Quindi buttiamo via il vecchio copione. Benvenuti nella nuova era.
Il Paese con i costi di produzione più bassi, abbiamo scoperto, non è la Cina. È l’Indonesia, seguita dall’India, dal Messico e dalla Thailandia. La Cina viene dopo, con i costi di Taiwan solo un poco più alti e quelli degli Stati Uniti un po’ più sopra, cosa che posiziona l’America al numero sette nel nostro studio.
Dato che il costo del lavoro in Cina cresce, la produttività americana progredisce e le spese per l’energia negli Stati Uniti precipitano, la differenza nei costi di produzione tra la Cina e gli Stati Uniti si è assottigliata a un tale livello che è quasi insignificante. Per ogni dollaro richiesto per produrre negli Usa, ora il costo per la produzione in Cina è di 96 centesimi, prima di considerare i costi di trasporto negli Usa e altri fattori. Per molte società, non vale certo la pena produrre in Cina quando all’equazione si aggiungono la qualità del prodotto, la tutela della proprietà intellettuale e i problemi legati a una supply-chain (catena delle forniture) a lunga distanza.
Per la cronaca, i Paesi con i costi di produzione maggiori tra le 25 nazioni che abbiamo studiato sono Australia, Svizzera, Brasile, Francia, Italia, Belgio e Germania, tutte con costi più alti tra il 20 e il 30 per cento rispetto agli Usa.
Quelli che erano le destinazioni più a buon mercato, tra cui il Brasile, la Cina, la Repubblica Ceca, la Polonia e la Russia, hanno visto un incremento significativo nei rispettivi costi di produzione a partire dal 2004, a causa di alcune combinazioni di bruschi incrementi dei salari, ristagno della crescita della produttività, inversioni sfavorevoli dei cambi e marcati aumenti dei costi dell’energia.
Diversi Paesi che erano relativamente cari un decennio fa, molti dei quali nell’Europa occidentale, sono diventati più cari in confronto all’America. I costi di produzione in Belgio e Svezia sono cresciuti del 7 per cento dal 2004 al 2014, e in Francia e Italia sono saliti di 10 punti percentuali. A causa soprattutto dei progressi nella produttività, il Regno Unito ha invece contenuto i suoi costi.

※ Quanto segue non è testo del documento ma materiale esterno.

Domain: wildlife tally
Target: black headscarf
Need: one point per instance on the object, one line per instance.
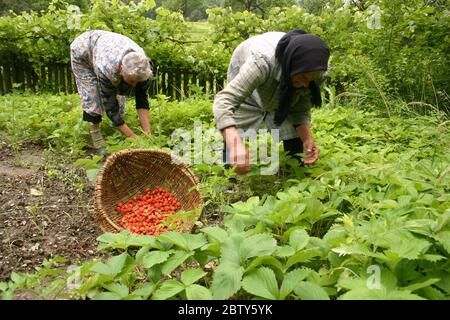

I due Paesi che hanno fatto i passi avanti maggiori nella competitività industriale sono stati il Messico e gli Stati Uniti. Le ragioni principali sono state la crescita equilibrata nei salari, i progressi sostenuti della produttività, i tassi di cambio stabili e un grande vantaggio sul fronte dell’energia che gli Stati Uniti hanno afferrato da quando è cominciato il boom dello shale gas. I nuovi dati sono più che cibo per il pensiero: sono cibo per l’azione.
Molte società continuano a fare decisioni su investimenti industriali basate su convinzioni di un decennio fa o ancor prima. Vedono ancora il Nord America come ad alto costo e l’America Latina, l’Europa dell’Est e l’Asia, soprattutto la Cina, come low cost. I nuovi dati mostrano che oggi c’è un competitivo mercato delle opportunità produttive, con Paesi ad alto costo e a basso costo quasi dovunque.